Ford stressed that though the aims of the J are not all artistic, the standards for the art they present are the highest. "We see our competition as the Kennedy Center or the AFI, or other secular institutions."
The Cafritz Center itself is an impressive building with a community hall, a library, a gallery, a theater -- all of which the J generously offers to other community arts groups as well. An estimated 50,000 people pass through its doors every year.
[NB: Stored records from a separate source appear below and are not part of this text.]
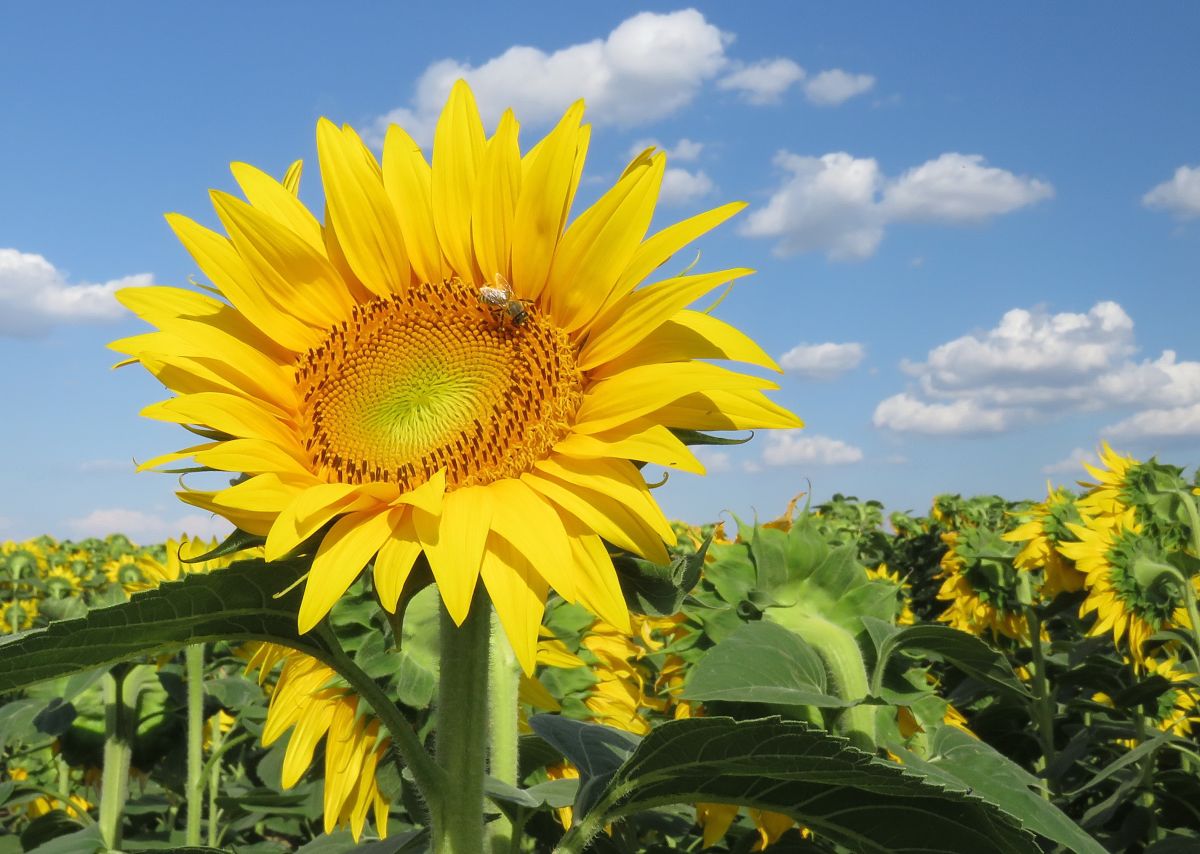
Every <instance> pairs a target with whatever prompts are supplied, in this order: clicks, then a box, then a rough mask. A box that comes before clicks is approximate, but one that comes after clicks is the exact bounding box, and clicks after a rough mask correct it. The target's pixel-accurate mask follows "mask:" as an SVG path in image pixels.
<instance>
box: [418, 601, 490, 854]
mask: <svg viewBox="0 0 1200 854" xmlns="http://www.w3.org/2000/svg"><path fill="white" fill-rule="evenodd" d="M491 612H492V608H491V602H490V601H488V600H487V597H486V595H485V594H484V591H482V590H481V589H478V588H476V590H475V596H474V599H473V600H472V603H470V611H469V612H468V613H467V619H464V620H463V623H462V625H461V626H456V625H455V623H454V619H451V617H450V615H449V614H448V613H446V609H445V606H444V605H443V606H442V607H440V608H439V613H440V626H442V633H440V639H442V655H440V658H442V662H440V663H442V668H440V675H439V678H438V709H437V712H438V721H437V759H438V765H440V768H442V770H443V772H444V774H445V776H446V777H448V781H449V783H450V786H452V788H454V790H452V796H450V794H451V793H449V792H448V793H446V794H448V796H445V798H442V799H440V804H439V805H437V806H434V807H433V810H432V813H433V814H432V818H433V828H432V831H433V852H434V854H480V852H484V850H485V848H484V776H485V772H486V768H487V742H488V727H487V724H488V721H487V716H488V703H487V682H488V651H490V650H488V642H490V639H491V635H492V631H491V630H492V614H491Z"/></svg>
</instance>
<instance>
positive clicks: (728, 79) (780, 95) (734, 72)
mask: <svg viewBox="0 0 1200 854" xmlns="http://www.w3.org/2000/svg"><path fill="white" fill-rule="evenodd" d="M828 73H830V72H824V74H828ZM822 76H823V74H822ZM803 79H804V68H802V67H800V66H798V65H797V64H796V62H793V61H792V60H790V59H782V58H780V59H766V60H761V61H758V62H755V64H752V65H746V66H742V67H740V68H738V70H737V71H734V72H733V73H732V74H727V76H726V77H722V78H721V79H720V80H718V83H716V88H718V89H724V90H727V91H734V92H737V94H738V95H740V96H742V97H743V98H744V100H745V101H748V102H749V103H752V104H769V103H775V102H778V101H779V100H780V98H781V97H784V92H786V91H787V90H788V89H790V88H791V86H792V84H794V83H799V82H800V80H803ZM844 100H845V98H844Z"/></svg>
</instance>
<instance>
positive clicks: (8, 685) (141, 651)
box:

The building has an interesting history. Calvin Coolidge laid the original cornerstone for the Jewish Community Center on 16th Street in Northwest DC. As the Jewish population began to move to the suburbs outside the city, the J moved along with them to Rockville, Maryland, in 1967. The District, meanwhile, used the original building as a facility for federal city college. Then in the late 1970s and '80s, as the Jewish community came to have more of an urban presence, a satellite JCC returned to DC using townhouses as locations. Eventually a new JCC incorporated in DC and in 1997 moved into its original spot back on 16th Street.
Chief Executive Officer Arna Meyer Mickelson agrees with Chairman Landesman's slogan "Art Works" and experienced it first hand when the J helped revitalize its neighborhood. "Even though many institutions do quality work, there is nothing quite out there in the public like the arts. It's kind of a noisy community because the arts require that you're reviewed, that you're advertising and that you're sending out this, that, and the other. Who [the J] is and the work it does was immediately present to our neighbors."
In addition to the economic help arts bring to the community, Ford stressed the contribution of art. "I really do believe that we're not here preserving something. We're here creating something important, and that makes a difference to the people who see it."
He knows it makes a difference because people tell him. "Standing outside our theater as people exit a concert or play or a film, they say, 'Thank you for the experience.' They've already paid. There's no need to say 'thank you.' There is a real sense of gratitude for what we're doing, and that's really special."